Inez Hollander’s Silenced Voices was one of those accidental library finds: deep in the stacks, while looking for something else, I stumbled across a book that I would have loved to read years ago. Thankfully it’s never too late, and this week I have had the thought-provoking pleasure of delving into Hollander’s narrative of her own colonial family history.
In Silenced Voices, Hollander brings together the snippets of family history that she has gleaned from relatives and official archives, and makes liberal use of historical and literary sources to support or fill out her narrative in a range of ways. In so doing, the book looks to do several things at once. On one level, it tells the story of Hollander’s family links to Dutch colonialism in Southeast Asia, but on another level, it tackles difficult but critical questions about colonial archives, silenced stories, and personal discomforts with family pasts. As the publisher’s description of the book suggests: ‘Hers is a complicated and sometimes painful personal journey of realization, unusually mindful of the ways in which past memories and present considerations can be intermingled when we seek to understand a difficult past.’
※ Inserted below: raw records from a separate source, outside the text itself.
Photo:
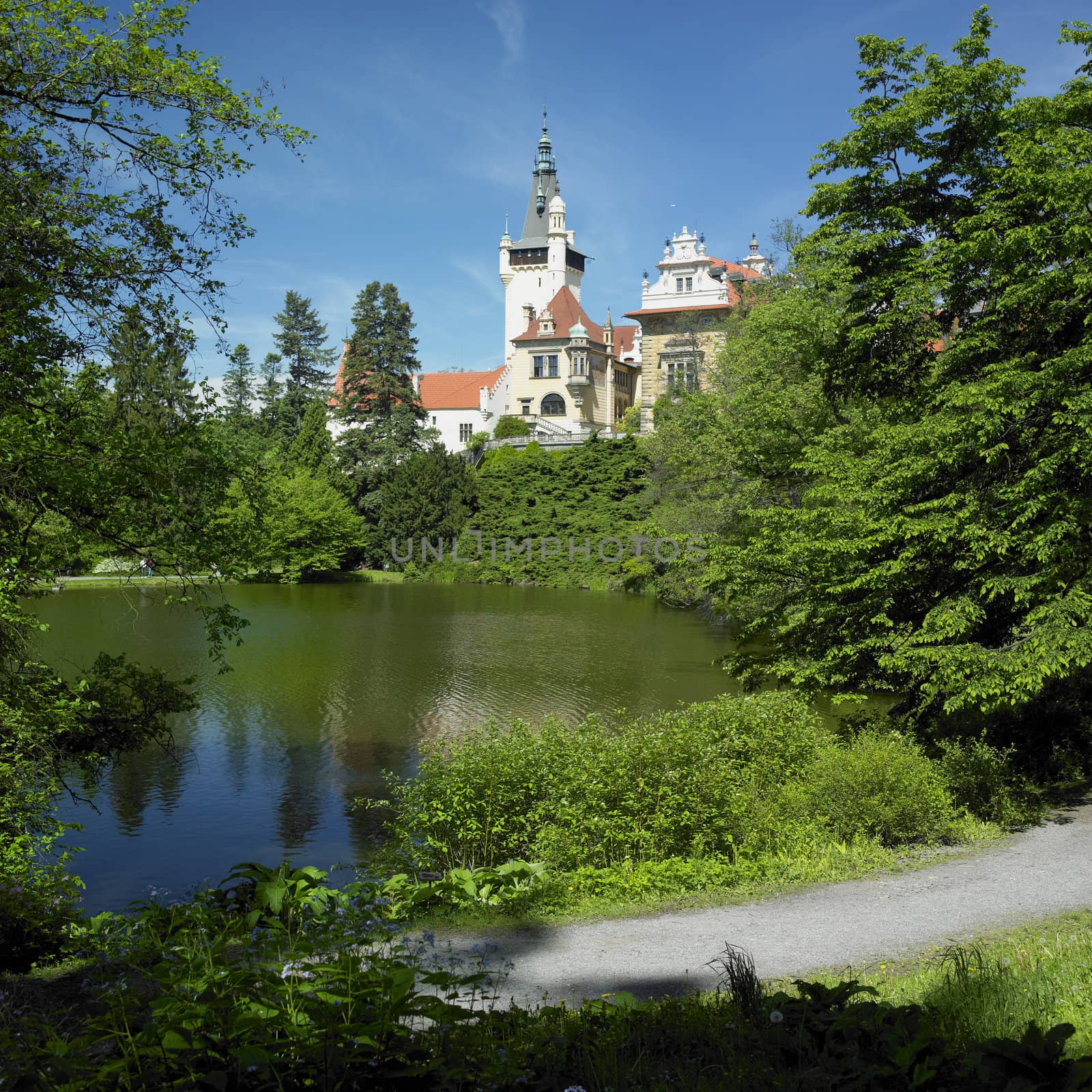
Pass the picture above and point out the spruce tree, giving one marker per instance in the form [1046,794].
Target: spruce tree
[238,384]
[377,398]
[152,385]
[270,392]
[302,342]
[314,450]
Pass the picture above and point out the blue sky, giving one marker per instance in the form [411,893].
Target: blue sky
[427,114]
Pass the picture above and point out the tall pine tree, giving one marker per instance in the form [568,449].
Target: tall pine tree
[270,392]
[152,385]
[307,360]
[377,399]
[238,384]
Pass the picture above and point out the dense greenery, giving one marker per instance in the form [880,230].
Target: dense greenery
[588,494]
[115,145]
[904,505]
[713,795]
[276,980]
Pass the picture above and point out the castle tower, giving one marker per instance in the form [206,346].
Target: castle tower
[544,259]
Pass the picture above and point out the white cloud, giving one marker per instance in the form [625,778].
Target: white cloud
[508,18]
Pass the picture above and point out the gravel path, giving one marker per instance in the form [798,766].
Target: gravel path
[1043,872]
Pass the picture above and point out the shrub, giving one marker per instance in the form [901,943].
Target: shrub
[116,566]
[880,786]
[982,779]
[678,784]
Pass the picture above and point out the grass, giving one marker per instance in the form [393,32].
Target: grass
[562,901]
[993,983]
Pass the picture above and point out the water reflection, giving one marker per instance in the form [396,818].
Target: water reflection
[333,685]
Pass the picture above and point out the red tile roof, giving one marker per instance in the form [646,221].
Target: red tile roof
[566,311]
[456,390]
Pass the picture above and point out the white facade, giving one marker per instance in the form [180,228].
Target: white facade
[459,404]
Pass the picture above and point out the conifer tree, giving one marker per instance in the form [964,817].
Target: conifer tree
[307,360]
[270,391]
[238,384]
[377,399]
[314,450]
[151,382]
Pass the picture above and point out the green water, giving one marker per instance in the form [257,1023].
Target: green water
[333,685]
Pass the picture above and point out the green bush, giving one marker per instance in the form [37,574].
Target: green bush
[879,786]
[680,784]
[982,779]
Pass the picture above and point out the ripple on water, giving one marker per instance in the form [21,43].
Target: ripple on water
[333,685]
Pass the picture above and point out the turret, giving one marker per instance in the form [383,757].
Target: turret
[506,246]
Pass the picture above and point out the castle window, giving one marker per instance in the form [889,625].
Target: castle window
[680,374]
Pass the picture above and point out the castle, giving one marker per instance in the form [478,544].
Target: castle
[565,374]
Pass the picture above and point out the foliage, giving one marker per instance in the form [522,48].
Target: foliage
[376,397]
[117,566]
[334,996]
[149,379]
[295,523]
[429,495]
[879,786]
[270,392]
[300,341]
[590,494]
[314,449]
[631,420]
[921,528]
[511,426]
[238,384]
[984,780]
[677,784]
[116,143]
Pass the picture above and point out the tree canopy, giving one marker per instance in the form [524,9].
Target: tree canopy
[910,506]
[115,143]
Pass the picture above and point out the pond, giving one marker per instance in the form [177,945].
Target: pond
[333,685]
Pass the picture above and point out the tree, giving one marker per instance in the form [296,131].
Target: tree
[238,385]
[150,380]
[298,524]
[314,450]
[307,360]
[937,545]
[377,401]
[115,142]
[508,425]
[429,495]
[270,392]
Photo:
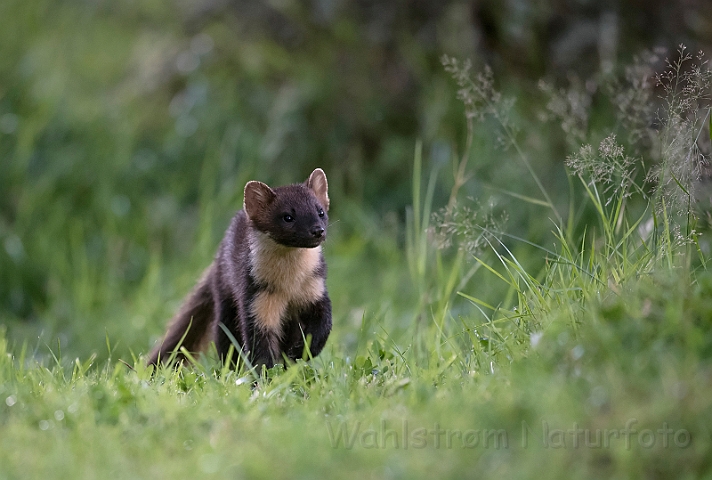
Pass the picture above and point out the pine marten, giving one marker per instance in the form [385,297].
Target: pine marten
[266,285]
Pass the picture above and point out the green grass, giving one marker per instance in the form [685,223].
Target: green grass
[599,366]
[571,342]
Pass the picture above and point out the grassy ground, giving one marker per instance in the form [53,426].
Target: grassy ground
[571,342]
[598,366]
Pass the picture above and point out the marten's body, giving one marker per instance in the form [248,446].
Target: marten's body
[266,286]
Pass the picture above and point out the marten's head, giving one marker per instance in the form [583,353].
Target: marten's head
[293,215]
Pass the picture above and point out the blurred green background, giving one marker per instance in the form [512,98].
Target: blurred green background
[129,128]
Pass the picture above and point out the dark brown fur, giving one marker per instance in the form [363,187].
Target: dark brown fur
[266,286]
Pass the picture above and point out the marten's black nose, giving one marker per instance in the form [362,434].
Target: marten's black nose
[318,232]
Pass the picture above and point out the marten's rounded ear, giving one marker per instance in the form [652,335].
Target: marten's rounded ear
[258,197]
[317,183]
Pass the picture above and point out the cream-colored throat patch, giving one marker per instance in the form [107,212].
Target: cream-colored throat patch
[289,275]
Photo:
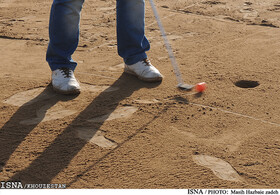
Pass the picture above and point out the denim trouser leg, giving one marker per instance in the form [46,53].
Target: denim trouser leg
[132,43]
[64,33]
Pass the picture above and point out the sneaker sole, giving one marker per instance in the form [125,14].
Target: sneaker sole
[72,92]
[150,80]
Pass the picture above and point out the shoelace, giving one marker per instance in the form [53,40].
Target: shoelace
[147,62]
[66,72]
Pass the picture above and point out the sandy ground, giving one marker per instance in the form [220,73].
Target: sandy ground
[124,133]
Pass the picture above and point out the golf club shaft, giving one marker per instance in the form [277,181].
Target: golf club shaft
[167,45]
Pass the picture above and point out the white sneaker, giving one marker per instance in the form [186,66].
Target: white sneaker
[144,70]
[64,81]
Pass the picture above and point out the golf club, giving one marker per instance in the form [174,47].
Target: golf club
[181,85]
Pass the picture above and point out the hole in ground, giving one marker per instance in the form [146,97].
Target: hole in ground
[247,84]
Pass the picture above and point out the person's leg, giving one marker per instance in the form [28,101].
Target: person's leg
[64,38]
[64,33]
[132,42]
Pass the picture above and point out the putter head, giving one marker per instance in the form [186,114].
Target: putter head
[185,87]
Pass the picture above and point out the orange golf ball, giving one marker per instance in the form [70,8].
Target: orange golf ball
[200,87]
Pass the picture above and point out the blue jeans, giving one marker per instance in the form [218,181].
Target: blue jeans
[64,32]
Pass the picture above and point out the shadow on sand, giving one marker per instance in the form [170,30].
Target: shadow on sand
[44,168]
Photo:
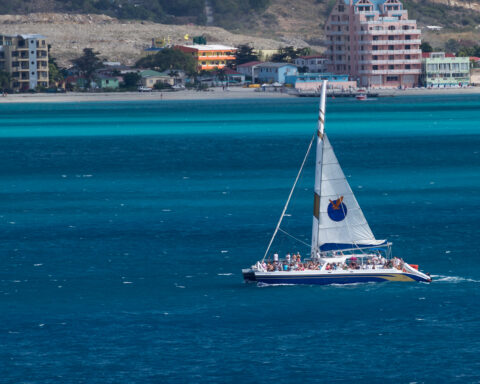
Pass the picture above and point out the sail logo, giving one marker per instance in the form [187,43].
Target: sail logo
[337,210]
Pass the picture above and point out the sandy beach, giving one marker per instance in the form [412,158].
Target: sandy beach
[212,94]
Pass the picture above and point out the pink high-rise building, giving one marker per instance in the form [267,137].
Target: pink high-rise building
[374,42]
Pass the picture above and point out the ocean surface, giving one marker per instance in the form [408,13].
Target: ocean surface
[124,228]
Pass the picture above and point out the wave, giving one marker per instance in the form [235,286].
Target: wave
[452,279]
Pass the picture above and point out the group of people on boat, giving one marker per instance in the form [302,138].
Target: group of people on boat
[294,263]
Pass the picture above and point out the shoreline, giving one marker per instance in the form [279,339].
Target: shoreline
[213,94]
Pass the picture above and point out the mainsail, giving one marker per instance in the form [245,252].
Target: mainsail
[338,221]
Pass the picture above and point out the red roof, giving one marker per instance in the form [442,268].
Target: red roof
[312,57]
[249,64]
[426,55]
[230,71]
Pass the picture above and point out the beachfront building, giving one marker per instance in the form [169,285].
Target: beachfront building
[276,72]
[375,42]
[209,57]
[150,78]
[107,82]
[250,69]
[313,63]
[442,70]
[312,82]
[25,57]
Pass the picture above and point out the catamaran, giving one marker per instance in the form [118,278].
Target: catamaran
[343,249]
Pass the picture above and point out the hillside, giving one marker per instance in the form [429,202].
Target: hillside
[119,29]
[116,40]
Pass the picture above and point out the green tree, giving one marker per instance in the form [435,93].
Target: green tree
[4,80]
[288,54]
[426,47]
[452,45]
[88,63]
[131,80]
[245,54]
[169,58]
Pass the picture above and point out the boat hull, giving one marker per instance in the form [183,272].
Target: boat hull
[334,278]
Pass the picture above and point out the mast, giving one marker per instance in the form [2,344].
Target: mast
[318,169]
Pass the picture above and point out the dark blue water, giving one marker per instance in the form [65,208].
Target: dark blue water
[124,228]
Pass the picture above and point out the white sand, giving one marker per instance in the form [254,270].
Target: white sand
[214,94]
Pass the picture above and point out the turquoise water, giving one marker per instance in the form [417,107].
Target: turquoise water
[124,227]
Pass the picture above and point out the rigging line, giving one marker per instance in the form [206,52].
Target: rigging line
[288,200]
[293,237]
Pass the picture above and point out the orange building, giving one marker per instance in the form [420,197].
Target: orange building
[209,56]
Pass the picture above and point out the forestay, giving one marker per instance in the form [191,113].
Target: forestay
[338,222]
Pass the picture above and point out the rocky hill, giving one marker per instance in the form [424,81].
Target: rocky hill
[117,40]
[269,25]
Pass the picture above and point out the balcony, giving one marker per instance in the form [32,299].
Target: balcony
[403,22]
[391,72]
[390,62]
[338,22]
[392,52]
[390,42]
[389,32]
[206,58]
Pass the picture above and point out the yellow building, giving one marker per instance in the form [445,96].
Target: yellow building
[209,56]
[25,57]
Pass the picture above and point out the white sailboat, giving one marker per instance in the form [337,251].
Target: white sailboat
[343,248]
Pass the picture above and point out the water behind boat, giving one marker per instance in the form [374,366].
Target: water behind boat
[125,227]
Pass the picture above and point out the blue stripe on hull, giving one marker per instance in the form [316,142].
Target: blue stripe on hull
[342,279]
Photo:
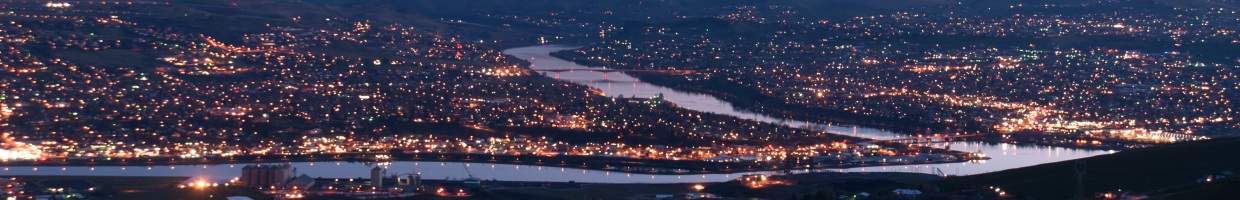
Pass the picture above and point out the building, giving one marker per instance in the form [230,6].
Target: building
[377,177]
[267,175]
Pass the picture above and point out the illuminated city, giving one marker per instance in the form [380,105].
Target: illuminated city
[667,98]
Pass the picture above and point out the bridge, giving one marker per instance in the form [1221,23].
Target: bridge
[678,72]
[931,138]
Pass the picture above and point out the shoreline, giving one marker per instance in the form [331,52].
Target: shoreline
[588,163]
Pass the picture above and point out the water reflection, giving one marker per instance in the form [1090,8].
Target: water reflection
[1003,155]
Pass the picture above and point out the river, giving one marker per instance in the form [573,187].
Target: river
[1003,155]
[616,83]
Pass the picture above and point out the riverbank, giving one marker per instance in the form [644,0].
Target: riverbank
[755,102]
[571,162]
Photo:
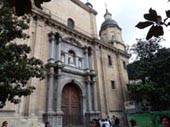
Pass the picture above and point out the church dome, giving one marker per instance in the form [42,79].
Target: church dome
[109,23]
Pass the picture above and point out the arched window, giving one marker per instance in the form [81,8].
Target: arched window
[80,63]
[63,57]
[71,57]
[70,23]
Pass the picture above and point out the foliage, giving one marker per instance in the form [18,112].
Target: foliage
[152,70]
[156,22]
[16,68]
[24,6]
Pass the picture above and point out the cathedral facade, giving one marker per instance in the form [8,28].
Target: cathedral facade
[86,75]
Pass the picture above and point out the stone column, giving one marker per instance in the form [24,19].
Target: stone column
[50,113]
[95,95]
[58,47]
[58,95]
[50,90]
[51,47]
[86,59]
[58,91]
[91,63]
[89,96]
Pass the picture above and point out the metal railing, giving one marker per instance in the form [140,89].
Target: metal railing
[73,120]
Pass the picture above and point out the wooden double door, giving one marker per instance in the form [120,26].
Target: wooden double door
[71,105]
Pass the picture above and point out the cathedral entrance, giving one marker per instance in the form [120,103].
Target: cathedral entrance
[71,106]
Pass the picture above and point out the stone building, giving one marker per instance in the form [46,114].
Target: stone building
[86,76]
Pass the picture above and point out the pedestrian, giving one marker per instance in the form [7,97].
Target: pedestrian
[165,121]
[47,124]
[113,120]
[4,124]
[133,123]
[117,121]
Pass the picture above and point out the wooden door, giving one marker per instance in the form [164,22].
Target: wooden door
[71,105]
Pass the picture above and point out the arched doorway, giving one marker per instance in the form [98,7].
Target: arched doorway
[71,105]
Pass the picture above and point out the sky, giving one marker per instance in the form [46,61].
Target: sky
[128,13]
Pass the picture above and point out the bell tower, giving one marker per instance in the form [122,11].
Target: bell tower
[110,32]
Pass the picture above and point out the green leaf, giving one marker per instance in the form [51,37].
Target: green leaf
[151,16]
[168,13]
[142,25]
[150,33]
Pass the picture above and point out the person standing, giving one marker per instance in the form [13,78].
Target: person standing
[165,121]
[133,123]
[4,124]
[117,121]
[47,124]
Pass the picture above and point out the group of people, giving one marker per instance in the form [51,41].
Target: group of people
[164,120]
[107,122]
[5,124]
[113,122]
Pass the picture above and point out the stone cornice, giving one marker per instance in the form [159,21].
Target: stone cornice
[111,48]
[82,5]
[75,33]
[51,21]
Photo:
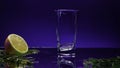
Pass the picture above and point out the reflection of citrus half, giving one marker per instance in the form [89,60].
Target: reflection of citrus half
[15,44]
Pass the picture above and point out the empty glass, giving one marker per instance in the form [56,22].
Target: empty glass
[66,31]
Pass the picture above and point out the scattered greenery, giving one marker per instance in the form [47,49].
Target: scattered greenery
[18,60]
[102,63]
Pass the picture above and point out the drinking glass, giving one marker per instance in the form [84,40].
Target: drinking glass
[66,31]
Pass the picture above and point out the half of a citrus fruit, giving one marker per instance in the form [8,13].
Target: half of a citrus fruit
[15,45]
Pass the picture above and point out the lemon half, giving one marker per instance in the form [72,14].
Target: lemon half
[15,44]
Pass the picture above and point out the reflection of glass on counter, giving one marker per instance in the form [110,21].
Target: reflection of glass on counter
[23,61]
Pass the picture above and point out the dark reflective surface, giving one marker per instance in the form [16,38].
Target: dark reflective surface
[48,57]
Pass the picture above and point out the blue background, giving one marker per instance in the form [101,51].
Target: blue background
[35,21]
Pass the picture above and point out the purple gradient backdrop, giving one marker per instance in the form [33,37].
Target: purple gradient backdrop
[35,20]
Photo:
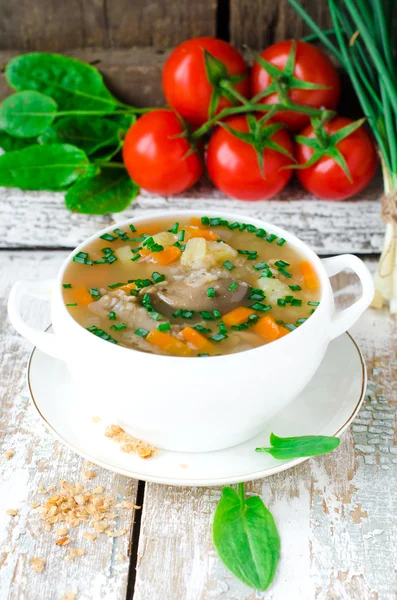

I have not finished the book yet, but it has already offered a lot of food for thought about the complex and uncomfortable intersections between different kinds of archives and history-telling, especially when it comes to family history. Family pasts are also personal presents — about how we see ourselves, how we got to where we are, and how we situate ourselves in the world. How do we come to terms with our own sometimes-uncomfortable family histories? And how do we reconcile individual family stories with broader histories and contexts? I think that there is much more that books like Silenced Voices could do to explore these issues, but this is a start, and as such, I think that it is well worth a read for researchers of colonial family history of any ilk.